So down I headed and midway, damned if one of the stairs didn't let loose and I crashed through, cartoon style, one leg straight down until my crotch found the next stair. As it was inconvenient to fall further, I pitched into the stone wall at my side.
I wasn't really hurt (as measured by bones sticking through flesh and clothing), but lost some skin here and there and was deeply banged. As the shock wore off and I was still astraddle the broken stairs, friends, a wave of sadness washed over me that I can barely describe, and won't really try. Sad deep sadness. Big nauseating waves of mama.
Have I mentioned in any recent posts that I'm reading Sarah Vowell's The Wordy Shipmates?
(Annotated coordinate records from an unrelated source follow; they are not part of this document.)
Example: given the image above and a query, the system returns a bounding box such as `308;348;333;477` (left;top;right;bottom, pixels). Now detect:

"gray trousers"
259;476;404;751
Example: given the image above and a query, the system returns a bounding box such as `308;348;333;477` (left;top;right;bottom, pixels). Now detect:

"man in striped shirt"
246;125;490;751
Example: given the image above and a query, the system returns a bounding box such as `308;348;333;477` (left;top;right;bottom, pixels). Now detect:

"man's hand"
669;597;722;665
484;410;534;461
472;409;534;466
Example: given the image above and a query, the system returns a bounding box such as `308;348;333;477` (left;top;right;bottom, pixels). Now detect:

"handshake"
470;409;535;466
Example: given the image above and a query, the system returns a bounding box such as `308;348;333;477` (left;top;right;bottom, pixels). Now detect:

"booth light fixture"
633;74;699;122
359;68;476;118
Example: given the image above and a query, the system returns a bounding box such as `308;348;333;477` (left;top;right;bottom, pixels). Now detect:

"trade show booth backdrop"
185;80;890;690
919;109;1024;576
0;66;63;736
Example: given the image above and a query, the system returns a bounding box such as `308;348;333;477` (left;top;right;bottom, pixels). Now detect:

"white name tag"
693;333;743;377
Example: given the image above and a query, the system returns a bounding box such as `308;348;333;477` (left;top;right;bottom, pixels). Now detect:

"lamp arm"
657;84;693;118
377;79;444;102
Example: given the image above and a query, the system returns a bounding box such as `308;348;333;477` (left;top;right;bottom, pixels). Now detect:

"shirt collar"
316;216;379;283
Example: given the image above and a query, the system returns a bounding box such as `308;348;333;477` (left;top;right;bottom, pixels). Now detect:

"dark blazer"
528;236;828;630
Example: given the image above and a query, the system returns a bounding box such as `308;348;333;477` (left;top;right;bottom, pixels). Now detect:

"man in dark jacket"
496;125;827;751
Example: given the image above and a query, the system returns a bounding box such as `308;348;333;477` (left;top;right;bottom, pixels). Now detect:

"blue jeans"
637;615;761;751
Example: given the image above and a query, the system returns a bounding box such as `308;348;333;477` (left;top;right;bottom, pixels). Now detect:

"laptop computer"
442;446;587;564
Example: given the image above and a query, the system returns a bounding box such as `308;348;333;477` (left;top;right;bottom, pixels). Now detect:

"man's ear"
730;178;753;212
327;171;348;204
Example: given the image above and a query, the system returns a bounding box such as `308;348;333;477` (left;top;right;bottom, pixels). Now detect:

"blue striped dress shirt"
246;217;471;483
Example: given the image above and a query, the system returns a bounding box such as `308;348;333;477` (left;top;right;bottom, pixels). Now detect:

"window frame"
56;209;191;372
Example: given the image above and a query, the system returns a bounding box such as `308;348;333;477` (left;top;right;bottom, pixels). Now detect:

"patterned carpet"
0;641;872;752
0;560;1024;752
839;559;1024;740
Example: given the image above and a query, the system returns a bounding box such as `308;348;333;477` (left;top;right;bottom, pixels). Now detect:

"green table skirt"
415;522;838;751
I don't think I have. Great book. (Heffernan at the Times hates it. Or hates SV. Or both. She has her knickers in a twist about it. She doesn't think I should be learning from a comedic smart-ass, she thinks I should be learning from a serious academic. But, Heff, I already didn't do that.) Opened my eyes to the Massachusetts Bay plantation founders. I'm about three quarters of the way through. At a few junctures in the book there are events which those men and women 350 years ago clearly took to be their lord giving them big hints about what to do or not do: they are aghast when their brethren don't take the hints.
Sooo, anyways, there I am, weepy on the broken stairs, John Winthrop and Roger Williams looking on from Calvinist heaven. OK. I hear you, dudes. I'm pretty sure the message isn't just to fix the stairs. I'm working on it.
(By the by, this isn't the first time I've gone through that staircase.)